Dee Dee Lee: The Intouchables

Imagine Me Before You but replace the romance with bromance. This charming and uplifting French drama based on a true story is one of my favourites. After becoming a quadriplegic from a paragliding accident, an aristocrat hires an ex-con to be his caregiver. Their employer-employee relationship soon evolves into friendship as they open up new vistas for each other in ways neither could anticipate. It’s not about disability or race; it’s about the beauty of friendship and how people cross paths and change each other’s lives. Packed with jokes and positive messages, The Intouchables will put a smile on your face.

 

Dee Dee Lee: The Way Home

There’s something about Korean films and Grandmas. In The Way Home, Mom left the little spoilt brat with his mute granny in the countryside as she looked for a job in the city.
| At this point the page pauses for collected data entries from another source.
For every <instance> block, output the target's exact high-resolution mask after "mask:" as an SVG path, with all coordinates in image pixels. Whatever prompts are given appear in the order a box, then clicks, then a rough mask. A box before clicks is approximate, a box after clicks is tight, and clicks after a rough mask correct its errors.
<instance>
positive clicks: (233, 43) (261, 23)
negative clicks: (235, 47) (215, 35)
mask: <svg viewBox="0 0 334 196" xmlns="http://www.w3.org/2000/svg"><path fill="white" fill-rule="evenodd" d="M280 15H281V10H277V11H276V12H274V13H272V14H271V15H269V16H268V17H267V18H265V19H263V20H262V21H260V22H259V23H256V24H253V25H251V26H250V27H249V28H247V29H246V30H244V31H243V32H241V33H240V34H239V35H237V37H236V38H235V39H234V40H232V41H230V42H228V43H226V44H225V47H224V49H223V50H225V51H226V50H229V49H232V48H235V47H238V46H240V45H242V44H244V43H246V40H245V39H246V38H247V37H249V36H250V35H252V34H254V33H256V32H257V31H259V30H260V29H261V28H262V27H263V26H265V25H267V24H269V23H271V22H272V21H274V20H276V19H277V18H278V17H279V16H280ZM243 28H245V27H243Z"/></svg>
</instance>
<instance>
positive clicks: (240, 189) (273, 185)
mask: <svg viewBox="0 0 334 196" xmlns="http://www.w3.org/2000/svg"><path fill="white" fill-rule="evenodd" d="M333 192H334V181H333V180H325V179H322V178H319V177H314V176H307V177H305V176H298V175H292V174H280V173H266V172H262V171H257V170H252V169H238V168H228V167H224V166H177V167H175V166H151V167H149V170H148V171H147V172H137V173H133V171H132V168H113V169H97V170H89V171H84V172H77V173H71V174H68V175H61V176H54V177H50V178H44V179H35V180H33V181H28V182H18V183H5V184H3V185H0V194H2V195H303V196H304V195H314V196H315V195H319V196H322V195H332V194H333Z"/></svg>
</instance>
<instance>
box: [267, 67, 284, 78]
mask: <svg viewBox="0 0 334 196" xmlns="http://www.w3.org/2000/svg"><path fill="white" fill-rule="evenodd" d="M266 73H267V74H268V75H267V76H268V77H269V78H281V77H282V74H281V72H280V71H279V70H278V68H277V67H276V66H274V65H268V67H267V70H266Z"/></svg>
At first, the boy was hostile to the poor old lady, but slowly, he grew fond of her and came to admire and respect her. Because the Grandma is mute, many of the scenes are without dialogue. There are moments that’ll leave you aghast and make you smile/cry. It’ll remind you of your Nan and make you want to visit her first thing after term ends.

 

Kasia Ruszkowski: La Vita Ѐ Bella

La Vita Ѐ Bella is a touching 1997 Italian film about the struggle of an Italian Jewish family to survive internment in a Nazi concentration camp. Despite the harrowing subject matter the film retains an optimistic tone and disarming sense of humour, though the story is no less poignant for this. The film won multiple Oscars (rare for a foreign-language film) and for good reason; Piovani’s original score is suitably moving, while Benigni’s acting is hilarious and imaginative. If you’re looking for a film that will make you laugh and cry in equal measure, I can think of nothing better to watch than this haunting comedy-drama.